All these share a common porn theme, so after reading The Spectator, I felt it was incumbent to check out the state of porn in the USA.  So off to Google I went and typed in the simple, short, but loaded word porn.   (I should add that I did this in private browsing mode, which gives a clean search result).  Mrs. Shepherd is coming home soon, so I will limit my survey to the top three search results.

Uporn.com—tops the Google list and claims to be “largest porn tube in the world.” Don’t we all think that? This is what is trending in uporn‘s America: Stepmom. Step Sister. Step Dad. Mom. Step Brother, Black, Lesbian. Step back.

XVideos.  The second-place on the list: “Naughty teen babe gets fucked by huge monster dick.” Following this is “Cartoon Porn” featuring Homer and Marge Simpson. Then a black teen shoplifter banged by a white security guard. Then something called “Family Raw”—forgetful father forgiveness. Thus far, this is a completely different sport than Joe Camel.  The Bang Bros. serving of two black guys double-penetrating an adult white woman. Then “Step Sister Fucked by Her Bro” by Family Strokes (not his real name).
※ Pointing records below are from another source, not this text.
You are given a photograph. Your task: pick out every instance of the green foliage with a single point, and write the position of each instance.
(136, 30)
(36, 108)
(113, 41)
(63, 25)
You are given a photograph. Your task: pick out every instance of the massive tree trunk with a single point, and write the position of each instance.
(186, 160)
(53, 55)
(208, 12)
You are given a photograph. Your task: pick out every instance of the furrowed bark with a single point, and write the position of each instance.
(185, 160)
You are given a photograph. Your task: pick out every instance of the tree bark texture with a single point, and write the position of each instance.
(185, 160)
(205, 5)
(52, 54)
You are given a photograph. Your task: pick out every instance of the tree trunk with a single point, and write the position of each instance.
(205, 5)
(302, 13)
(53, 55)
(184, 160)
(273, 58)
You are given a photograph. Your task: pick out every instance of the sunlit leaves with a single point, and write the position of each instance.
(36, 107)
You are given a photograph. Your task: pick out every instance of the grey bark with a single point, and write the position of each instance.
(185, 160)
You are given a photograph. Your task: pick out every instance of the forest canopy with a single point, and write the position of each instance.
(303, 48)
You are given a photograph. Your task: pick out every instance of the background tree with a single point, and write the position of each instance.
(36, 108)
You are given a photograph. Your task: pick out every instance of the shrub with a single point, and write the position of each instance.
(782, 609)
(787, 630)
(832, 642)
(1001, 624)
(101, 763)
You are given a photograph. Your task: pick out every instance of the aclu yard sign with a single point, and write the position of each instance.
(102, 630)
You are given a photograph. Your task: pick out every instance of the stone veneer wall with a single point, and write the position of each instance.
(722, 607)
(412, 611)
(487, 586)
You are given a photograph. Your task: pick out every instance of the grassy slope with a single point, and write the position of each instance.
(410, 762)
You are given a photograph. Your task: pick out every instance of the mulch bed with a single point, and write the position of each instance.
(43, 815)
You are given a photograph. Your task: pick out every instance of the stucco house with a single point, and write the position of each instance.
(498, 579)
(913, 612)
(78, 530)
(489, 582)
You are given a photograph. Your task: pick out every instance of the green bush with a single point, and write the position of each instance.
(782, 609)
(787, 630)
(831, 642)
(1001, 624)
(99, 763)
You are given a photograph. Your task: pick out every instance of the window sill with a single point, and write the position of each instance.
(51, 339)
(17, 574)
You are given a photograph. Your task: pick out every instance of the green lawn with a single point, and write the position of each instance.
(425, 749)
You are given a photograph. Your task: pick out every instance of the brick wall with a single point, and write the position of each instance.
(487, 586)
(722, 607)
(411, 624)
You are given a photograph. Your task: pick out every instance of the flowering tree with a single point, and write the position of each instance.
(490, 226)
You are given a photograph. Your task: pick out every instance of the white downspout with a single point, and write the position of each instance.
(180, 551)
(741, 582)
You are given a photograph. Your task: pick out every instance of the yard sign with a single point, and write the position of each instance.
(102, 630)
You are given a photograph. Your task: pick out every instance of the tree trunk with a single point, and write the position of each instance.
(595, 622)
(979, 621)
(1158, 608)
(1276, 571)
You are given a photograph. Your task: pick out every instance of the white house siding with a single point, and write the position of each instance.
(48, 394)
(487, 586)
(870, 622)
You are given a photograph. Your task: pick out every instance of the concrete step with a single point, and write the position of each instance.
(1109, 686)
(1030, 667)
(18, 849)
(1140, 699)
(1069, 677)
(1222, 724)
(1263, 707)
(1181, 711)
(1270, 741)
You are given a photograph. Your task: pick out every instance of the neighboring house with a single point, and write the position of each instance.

Porn Hub: “PornHub is the world’s leading free porn site.”  Hey PornHubbers, I don’t know if you have noticed it, but you’re coming in third place in a clean search result.   By comparison with the others, Porn Hub appears tame.  The top slot goes to women getting roughly sodomized—and yet who do not appear to be enjoying it.  Second is an “Amazing Big Booty Asian Slut Getting Her House Pounded in POV”—which to the uninitiated in porn lingo means “point of view,” not as a unique worldview, but more like Call of Duty—a first-person shooter game—done with the penis as a focal point.  Followed by two videos that you expect to see: “We got bored and then fucked in bed” and “Fucked in the morning”—how quaint in comparison.  Then comes the Ganged Banged by 9 black strangers.  What no blended family porn? Not a chance. Their “Recommended Feed” is chock full of crap that would sicken Sigmund Freud. Recommended or not, I ain’t eatin’ that shit.

Oops. The missus is home. So not quite an exhaustive study but pretty revealing of the ick factor that we are swimming in. Is it time to start paying for porn again? You get what you pay for, and free is pretty fucked up.